De acordo com os dados apresentados no relatório, o Brasil necessitará injetar mais de R$ 400 bilhões para conseguir modernizar e ampliar de maneira adequada a infraestrutura voltada à mobilidade nas principais regiões metropolitanas do território nacional. O montante é visto como indispensável para superar os gargalos históricos enfrentados pelos grandes centros populacionais.
O papel do planejamento e o exemplo da capital paranaense
Intitulado Estudo Nacional de Mobilidade Urbana (ENMU), o documento enfatiza que a realização de obras físicas, por si só, não é suficiente. É determinante que os gestores públicos unam esforços em torno de um planejamento de longo prazo, promovendo uma integração inteligente entre os sistemas de transporte e a ocupação do solo. Além disso, o relatório aponta que a boa governança e a continuidade de políticas públicas são pilares inegociáveis para o sucesso das cidades.
Nesse panorama de referência, a cidade de Curitiba ganha destaque nacional. A capital paranaense é apontada pelo levantamento como um modelo de sucesso na manutenção de estratégias consistentes, priorizando a ampliação constante de investimentos em sua infraestrutura viária e no sistema de transporte.
Pacotes de obras e modernização do transporte coletivo
Um dos fatores que colocam a cidade em evidência é a execução de programas robustos de desenvolvimento urbano. Entre as iniciativas recentes está o lançamento do PRO Curitiba, estruturado para reunir aproximadamente R$ 4,1 bilhões em investimentos voltados a intervenções estruturais com conclusão planejada até o ano de 2028. O pacote abrange desde melhorias viárias até a renovação tecnológica do transporte público.
Dentro desse escopo de transformações, sobressai o projeto conhecido como Novo Inter 2. A iniciativa é avaliada por especialistas como o maior programa voltado à modernização do transporte coletivo da capital nas últimas décadas. O escopo da obra engloba a requalificação completa de vias estratégicas, a implantação de novos corredores exclusivos para os ônibus, a construção de ciclovias, a adequação de calçadas para garantir acessibilidade plena e reformas significativas em estações de integração.
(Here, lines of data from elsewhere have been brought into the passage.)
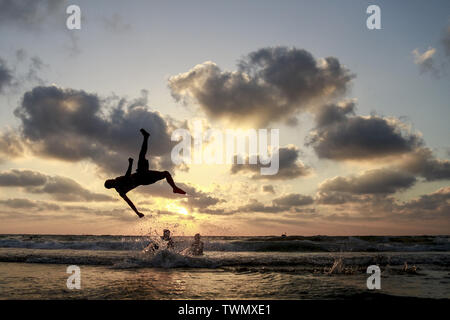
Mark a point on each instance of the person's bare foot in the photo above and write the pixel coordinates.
(145, 133)
(178, 190)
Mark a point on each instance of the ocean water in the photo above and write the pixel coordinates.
(320, 267)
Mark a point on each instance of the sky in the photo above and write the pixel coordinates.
(362, 115)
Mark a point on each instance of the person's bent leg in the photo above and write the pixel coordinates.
(170, 181)
(142, 162)
(144, 146)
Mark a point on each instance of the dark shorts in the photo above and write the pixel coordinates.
(143, 165)
(150, 176)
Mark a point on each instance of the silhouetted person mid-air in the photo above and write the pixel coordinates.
(143, 176)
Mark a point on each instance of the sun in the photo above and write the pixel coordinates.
(178, 209)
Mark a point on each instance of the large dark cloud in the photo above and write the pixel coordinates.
(59, 188)
(290, 167)
(74, 125)
(339, 135)
(6, 76)
(28, 13)
(377, 181)
(271, 84)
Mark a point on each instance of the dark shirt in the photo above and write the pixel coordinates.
(127, 183)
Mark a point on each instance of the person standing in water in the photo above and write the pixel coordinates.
(196, 248)
(143, 176)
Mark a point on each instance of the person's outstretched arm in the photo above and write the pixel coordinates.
(131, 204)
(130, 167)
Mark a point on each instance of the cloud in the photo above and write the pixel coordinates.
(290, 167)
(74, 125)
(59, 188)
(115, 24)
(270, 85)
(335, 198)
(339, 135)
(446, 41)
(438, 201)
(268, 188)
(6, 76)
(10, 145)
(22, 178)
(293, 200)
(377, 181)
(27, 14)
(28, 204)
(194, 199)
(422, 162)
(426, 61)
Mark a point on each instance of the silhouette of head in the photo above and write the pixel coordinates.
(111, 183)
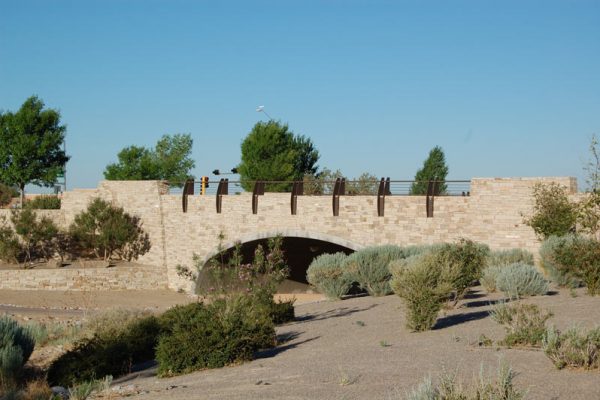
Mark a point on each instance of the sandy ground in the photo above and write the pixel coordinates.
(352, 349)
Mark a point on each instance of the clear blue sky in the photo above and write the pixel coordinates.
(507, 88)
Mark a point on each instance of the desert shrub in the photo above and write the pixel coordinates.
(6, 194)
(461, 264)
(417, 280)
(16, 346)
(518, 280)
(213, 335)
(560, 275)
(579, 257)
(369, 267)
(573, 348)
(525, 324)
(449, 388)
(553, 213)
(44, 202)
(108, 231)
(108, 352)
(327, 273)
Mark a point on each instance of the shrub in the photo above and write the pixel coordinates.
(573, 348)
(109, 231)
(518, 280)
(16, 346)
(328, 274)
(579, 257)
(44, 202)
(6, 194)
(213, 335)
(417, 280)
(561, 275)
(553, 213)
(109, 352)
(369, 268)
(525, 324)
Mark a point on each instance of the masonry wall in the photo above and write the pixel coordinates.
(492, 214)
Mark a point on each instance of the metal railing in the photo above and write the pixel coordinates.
(382, 188)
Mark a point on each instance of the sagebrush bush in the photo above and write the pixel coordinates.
(563, 277)
(579, 257)
(553, 213)
(518, 280)
(573, 348)
(16, 346)
(44, 202)
(369, 267)
(525, 324)
(213, 335)
(108, 231)
(109, 352)
(328, 274)
(417, 280)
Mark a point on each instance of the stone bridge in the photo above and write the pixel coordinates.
(491, 214)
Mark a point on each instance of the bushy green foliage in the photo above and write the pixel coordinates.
(573, 348)
(43, 202)
(328, 274)
(579, 257)
(16, 346)
(108, 231)
(213, 335)
(525, 324)
(369, 267)
(434, 168)
(553, 213)
(6, 194)
(108, 352)
(418, 281)
(502, 388)
(518, 280)
(272, 152)
(561, 276)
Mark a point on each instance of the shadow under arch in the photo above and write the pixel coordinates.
(300, 248)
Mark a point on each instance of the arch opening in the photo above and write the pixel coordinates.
(299, 252)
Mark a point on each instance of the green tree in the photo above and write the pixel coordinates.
(32, 146)
(272, 152)
(434, 168)
(170, 160)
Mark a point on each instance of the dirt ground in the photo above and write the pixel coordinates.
(359, 349)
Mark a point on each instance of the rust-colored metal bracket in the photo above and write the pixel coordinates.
(222, 190)
(188, 189)
(384, 189)
(339, 189)
(297, 190)
(259, 190)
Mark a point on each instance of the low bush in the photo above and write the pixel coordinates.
(573, 348)
(485, 388)
(109, 232)
(44, 202)
(561, 276)
(579, 257)
(525, 324)
(417, 280)
(328, 274)
(518, 280)
(109, 352)
(16, 346)
(369, 267)
(213, 335)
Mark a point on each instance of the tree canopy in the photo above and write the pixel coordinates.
(274, 153)
(169, 160)
(434, 168)
(32, 146)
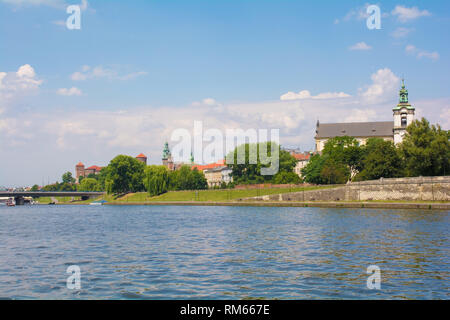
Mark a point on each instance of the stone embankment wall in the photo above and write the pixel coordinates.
(419, 188)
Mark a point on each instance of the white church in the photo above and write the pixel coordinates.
(361, 131)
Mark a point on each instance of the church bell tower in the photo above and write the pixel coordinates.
(403, 115)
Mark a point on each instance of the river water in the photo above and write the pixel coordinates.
(176, 252)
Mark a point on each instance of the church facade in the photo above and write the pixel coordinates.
(403, 116)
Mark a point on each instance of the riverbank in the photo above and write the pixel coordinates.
(318, 204)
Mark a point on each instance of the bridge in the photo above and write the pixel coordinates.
(20, 195)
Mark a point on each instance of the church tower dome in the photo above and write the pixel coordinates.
(403, 114)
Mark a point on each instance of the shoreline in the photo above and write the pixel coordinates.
(369, 205)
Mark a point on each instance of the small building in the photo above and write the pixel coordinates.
(302, 161)
(142, 158)
(218, 175)
(81, 171)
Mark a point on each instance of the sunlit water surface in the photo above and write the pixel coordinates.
(165, 252)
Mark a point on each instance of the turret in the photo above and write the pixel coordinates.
(403, 115)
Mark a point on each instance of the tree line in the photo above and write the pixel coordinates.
(425, 151)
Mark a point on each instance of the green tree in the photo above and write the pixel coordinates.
(345, 150)
(156, 180)
(124, 174)
(426, 149)
(88, 184)
(341, 159)
(187, 179)
(284, 177)
(67, 177)
(380, 159)
(250, 159)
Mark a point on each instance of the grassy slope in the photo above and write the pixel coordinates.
(206, 195)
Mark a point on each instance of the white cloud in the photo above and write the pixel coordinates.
(100, 72)
(205, 102)
(13, 84)
(361, 115)
(360, 46)
(51, 3)
(383, 88)
(405, 14)
(401, 32)
(411, 49)
(97, 136)
(69, 92)
(305, 94)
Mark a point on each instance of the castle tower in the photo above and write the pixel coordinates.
(142, 158)
(403, 115)
(167, 157)
(79, 171)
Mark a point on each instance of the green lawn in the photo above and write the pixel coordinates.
(47, 200)
(206, 195)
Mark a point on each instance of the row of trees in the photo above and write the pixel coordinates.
(126, 174)
(250, 159)
(425, 151)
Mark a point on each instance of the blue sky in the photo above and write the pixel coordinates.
(139, 69)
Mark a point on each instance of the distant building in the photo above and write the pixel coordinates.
(202, 167)
(218, 175)
(81, 171)
(394, 131)
(142, 158)
(302, 161)
(167, 158)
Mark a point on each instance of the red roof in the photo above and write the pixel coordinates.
(301, 156)
(96, 168)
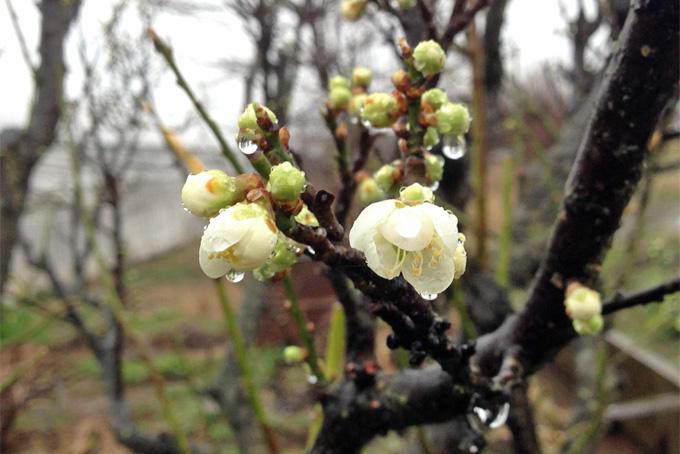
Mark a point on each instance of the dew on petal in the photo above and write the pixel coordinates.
(234, 276)
(246, 146)
(454, 147)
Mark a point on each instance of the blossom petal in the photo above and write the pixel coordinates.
(428, 273)
(364, 227)
(381, 257)
(409, 228)
(445, 224)
(212, 267)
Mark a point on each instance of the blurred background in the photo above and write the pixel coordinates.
(91, 206)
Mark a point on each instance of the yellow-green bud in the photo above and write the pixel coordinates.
(582, 303)
(356, 104)
(416, 193)
(406, 4)
(435, 97)
(380, 110)
(306, 217)
(293, 354)
(429, 58)
(431, 137)
(434, 167)
(338, 82)
(352, 10)
(361, 77)
(206, 193)
(339, 98)
(384, 177)
(453, 119)
(247, 122)
(589, 327)
(286, 182)
(369, 191)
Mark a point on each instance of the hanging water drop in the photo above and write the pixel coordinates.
(429, 296)
(246, 146)
(234, 276)
(501, 416)
(454, 147)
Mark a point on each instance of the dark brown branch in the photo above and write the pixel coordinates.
(638, 83)
(652, 295)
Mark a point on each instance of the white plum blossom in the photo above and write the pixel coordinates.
(240, 238)
(413, 237)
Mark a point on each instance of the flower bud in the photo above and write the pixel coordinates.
(589, 327)
(247, 122)
(453, 119)
(338, 82)
(406, 4)
(293, 354)
(434, 167)
(380, 109)
(352, 10)
(286, 182)
(431, 137)
(384, 177)
(582, 303)
(206, 193)
(369, 191)
(460, 257)
(416, 193)
(361, 77)
(429, 58)
(435, 97)
(339, 98)
(356, 104)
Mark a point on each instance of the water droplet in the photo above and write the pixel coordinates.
(234, 276)
(501, 416)
(246, 146)
(454, 147)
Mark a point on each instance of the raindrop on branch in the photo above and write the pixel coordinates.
(234, 276)
(454, 147)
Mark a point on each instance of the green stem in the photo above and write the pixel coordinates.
(166, 51)
(244, 364)
(305, 335)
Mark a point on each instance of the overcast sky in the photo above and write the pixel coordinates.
(533, 29)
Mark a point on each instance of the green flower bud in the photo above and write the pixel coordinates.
(338, 82)
(384, 177)
(453, 119)
(247, 122)
(293, 354)
(416, 193)
(434, 167)
(589, 327)
(406, 4)
(352, 10)
(429, 58)
(286, 182)
(206, 193)
(380, 110)
(582, 303)
(356, 104)
(306, 217)
(339, 98)
(435, 97)
(369, 191)
(361, 77)
(431, 137)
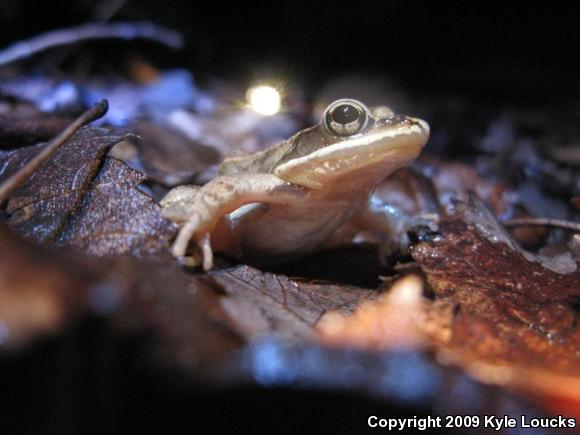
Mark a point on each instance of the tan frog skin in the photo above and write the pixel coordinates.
(287, 201)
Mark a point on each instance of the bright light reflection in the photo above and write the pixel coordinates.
(264, 100)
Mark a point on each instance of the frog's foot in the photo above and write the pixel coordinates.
(192, 230)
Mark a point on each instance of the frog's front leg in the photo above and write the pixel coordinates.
(199, 209)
A estimativa é de que cerca de 181 mil passageiros sejam beneficiados diariamente.
Impactos socioeconômicos e ambientais da eletromobilidade
Outro eixo fundamental destacado no estudo é a execução do Novo BRT Leste-Oeste. A obra estratégica tem como metas principais encurtar o tempo de viagem dos usuários que realizam o trajeto entre o município de Pinhais e a região da Cidade Industrial de Curitiba (CIC), além de preparar a malha viária para a futura e necessária expansão da eletromobilidade.
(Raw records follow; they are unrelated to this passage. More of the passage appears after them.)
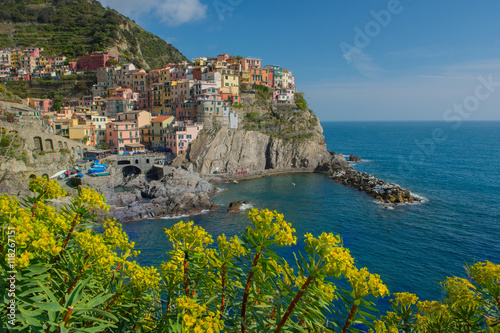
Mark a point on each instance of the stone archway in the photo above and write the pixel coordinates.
(38, 143)
(48, 145)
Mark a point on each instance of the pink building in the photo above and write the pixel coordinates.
(284, 96)
(44, 105)
(186, 110)
(179, 139)
(34, 52)
(95, 61)
(222, 57)
(120, 134)
(177, 74)
(126, 93)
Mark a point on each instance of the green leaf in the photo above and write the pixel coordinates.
(49, 306)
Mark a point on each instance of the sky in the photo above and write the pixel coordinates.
(355, 60)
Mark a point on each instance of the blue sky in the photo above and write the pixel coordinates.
(418, 60)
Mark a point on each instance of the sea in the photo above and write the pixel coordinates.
(453, 168)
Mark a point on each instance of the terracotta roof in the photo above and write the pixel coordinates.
(161, 118)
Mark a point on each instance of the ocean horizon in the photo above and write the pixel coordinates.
(412, 247)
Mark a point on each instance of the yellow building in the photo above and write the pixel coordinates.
(230, 77)
(244, 77)
(62, 125)
(146, 138)
(15, 57)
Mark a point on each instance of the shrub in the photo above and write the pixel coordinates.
(253, 117)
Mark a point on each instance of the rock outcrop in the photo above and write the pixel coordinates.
(235, 206)
(379, 189)
(178, 193)
(353, 158)
(230, 151)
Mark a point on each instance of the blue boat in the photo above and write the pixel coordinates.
(97, 169)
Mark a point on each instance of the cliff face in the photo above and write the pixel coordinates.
(235, 150)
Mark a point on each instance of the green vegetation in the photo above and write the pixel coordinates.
(9, 145)
(7, 95)
(263, 93)
(74, 28)
(73, 278)
(103, 145)
(253, 117)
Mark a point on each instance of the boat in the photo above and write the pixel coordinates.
(57, 174)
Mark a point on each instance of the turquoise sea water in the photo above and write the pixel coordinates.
(456, 170)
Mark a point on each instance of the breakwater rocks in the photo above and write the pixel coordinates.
(178, 193)
(379, 189)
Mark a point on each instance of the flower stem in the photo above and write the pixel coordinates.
(68, 315)
(223, 296)
(349, 318)
(34, 208)
(186, 280)
(56, 258)
(293, 304)
(247, 290)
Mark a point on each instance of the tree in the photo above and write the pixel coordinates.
(72, 278)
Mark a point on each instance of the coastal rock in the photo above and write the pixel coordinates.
(235, 206)
(127, 199)
(187, 203)
(14, 183)
(13, 165)
(175, 183)
(179, 192)
(353, 158)
(379, 189)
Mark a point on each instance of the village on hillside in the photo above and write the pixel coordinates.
(131, 110)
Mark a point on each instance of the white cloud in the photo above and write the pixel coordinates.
(170, 12)
(177, 12)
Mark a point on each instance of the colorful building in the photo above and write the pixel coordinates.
(284, 96)
(94, 61)
(141, 118)
(179, 139)
(44, 105)
(119, 134)
(159, 126)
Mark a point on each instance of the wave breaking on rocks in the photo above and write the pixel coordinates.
(384, 192)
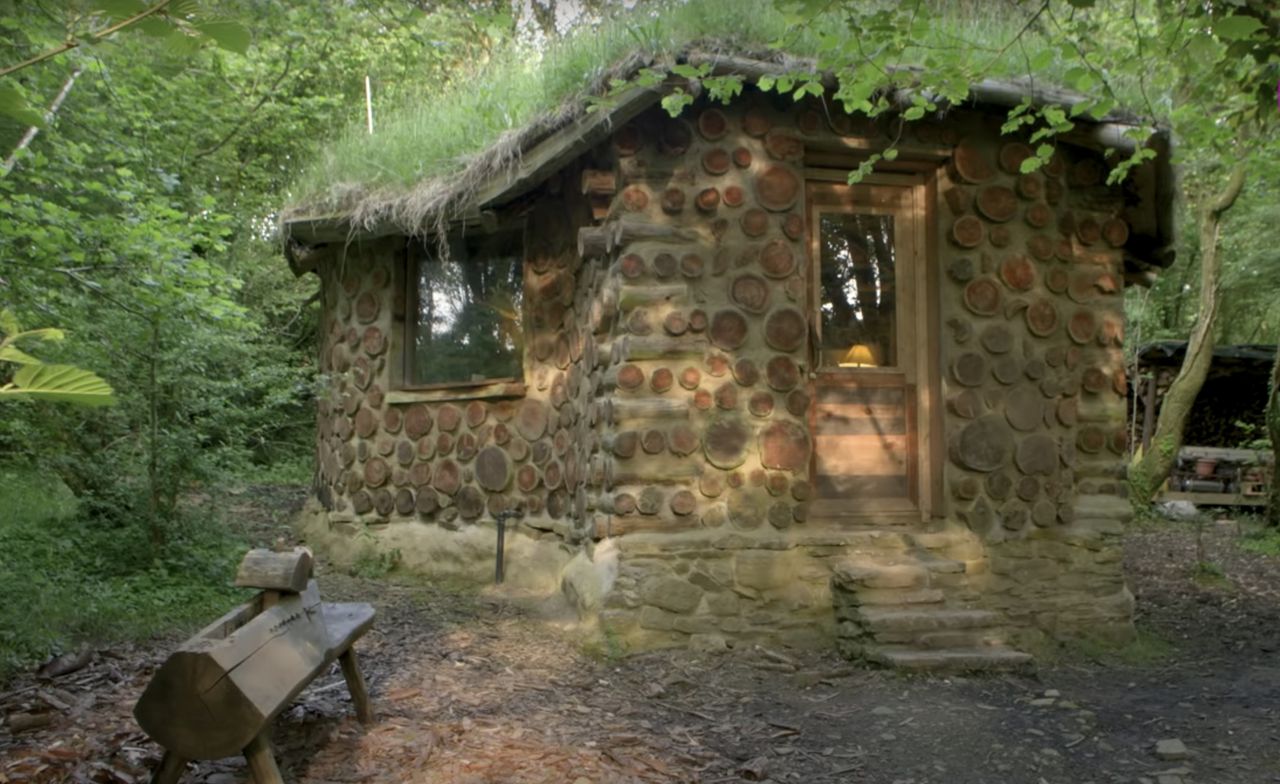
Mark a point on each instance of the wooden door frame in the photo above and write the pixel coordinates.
(920, 177)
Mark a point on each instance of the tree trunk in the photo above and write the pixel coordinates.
(1274, 433)
(1148, 472)
(35, 130)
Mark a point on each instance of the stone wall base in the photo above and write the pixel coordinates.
(534, 560)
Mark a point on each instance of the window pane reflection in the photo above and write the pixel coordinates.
(859, 292)
(467, 326)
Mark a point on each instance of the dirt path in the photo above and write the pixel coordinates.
(472, 689)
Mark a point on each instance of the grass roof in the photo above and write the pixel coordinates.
(428, 155)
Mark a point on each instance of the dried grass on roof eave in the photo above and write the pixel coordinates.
(430, 205)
Conforme aponta a pesquisa do BNDES e do Ministério das Cidades, intervenções dessa magnitude geram um efeito multiplicador positivo na economia local. Entre os benefícios diretos estão a diminuição expressiva na emissão de gases poluentes, o aumento da segurança viária para motoristas, ciclistas e pedestres, e a facilitação do acesso dos moradores a postos de trabalho, instituições de ensino e serviços essenciais. Com essas entregas, Curitiba reafirma sua posição histórica como polo irradiador de boas práticas em planejamento urbano no Brasil.